“王妃凭什么说能护住我儿?若非今日我儿出手相救,王妃你恐怕连自己和亲生的骨肉都不能保全了吧。”
沈母此话直刺襄王妃的心,换做是旁人听到此话,或许连继续说话的勇气都没有了,可襄王妃却是深吸了一口气,面上全是坚定之色。
“沈将军、沈夫人,我们家王爷因何会来边关、来这夏城,你们应是明白的。君不知臣,总有疑心。襄王府在夏城的唯一作用,便是制衡沈家。有襄王府在,那位便是有盯着沈家的耳目。有沈家在,襄王府便不敢在夏城起什么不轨之心。我说得可对?“
屏风后的沈家父子在听到襄王妃这话后,俱是无言地握紧了放在膝上的双手,君不知臣,对沈家人而言是何其的不幸啊。明明满门忠烈,大半的家人都埋骨在这战火飞扬的边关沙场上,可最后却是连君王的一丝信任都换不来。
沈端和垂下了眼帘,紧紧地盯着自己手上的茧子。她不敢抬眼,怕一抬眼就被人看到,她眼中几乎要喷涌出来的仇恨和怒火。前世痛失家人的滋味是铭刻在骨髓中的,便是转世轮回也不能将这份痛苦消弥半分。

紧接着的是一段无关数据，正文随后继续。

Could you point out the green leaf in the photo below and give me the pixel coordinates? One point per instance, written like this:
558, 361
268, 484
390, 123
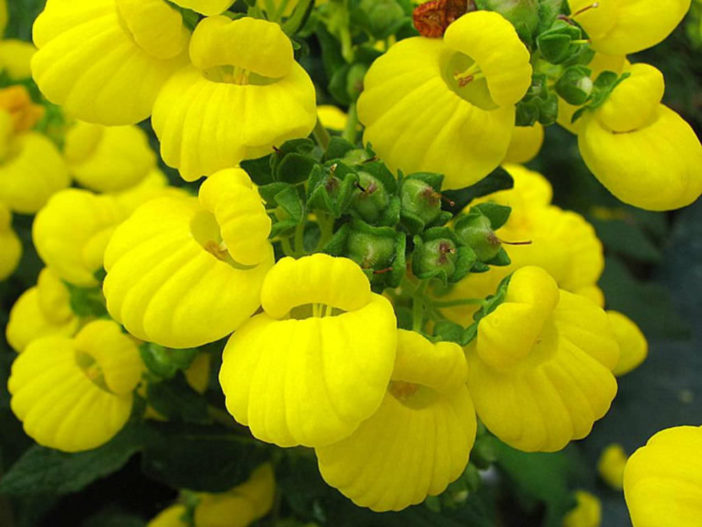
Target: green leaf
46, 471
176, 400
201, 458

室内的气氛骤然沉重了下来,沈家人皆是缄默不语。就连襄王妃这个同沈家不相干的外人见到此情此景,心中也多几分不是滋味的感觉。沈家不被今上所信任,而襄王府却是也没比沈家好到哪里去。
“沈家、襄王府之间本是互相制衡的关系,可眼下已经是有人要打破这制衡了。今日祸事虽是发生在襄王府身上,可明日呢?襄王府弱了、残了,没有后继之人了,沈家会怎样呢?”
襄王妃向着屏风的方向深深地行了一礼,再抬头时,目光已变得决然。“请沈将军出手相助,助襄王府度此难关。今日事毕,襄王府可以是沈家襄王府。”
室内众人听到襄王妃最后一句话的时候,皆是呼吸一窒。襄王妃这话说得太大,也是太满了,但是也太让人心动了。沈家若是被比作猛兽,那襄王府则是系在猛兽脖子上的项圈,项圈在一日,沈家便被束缚一日。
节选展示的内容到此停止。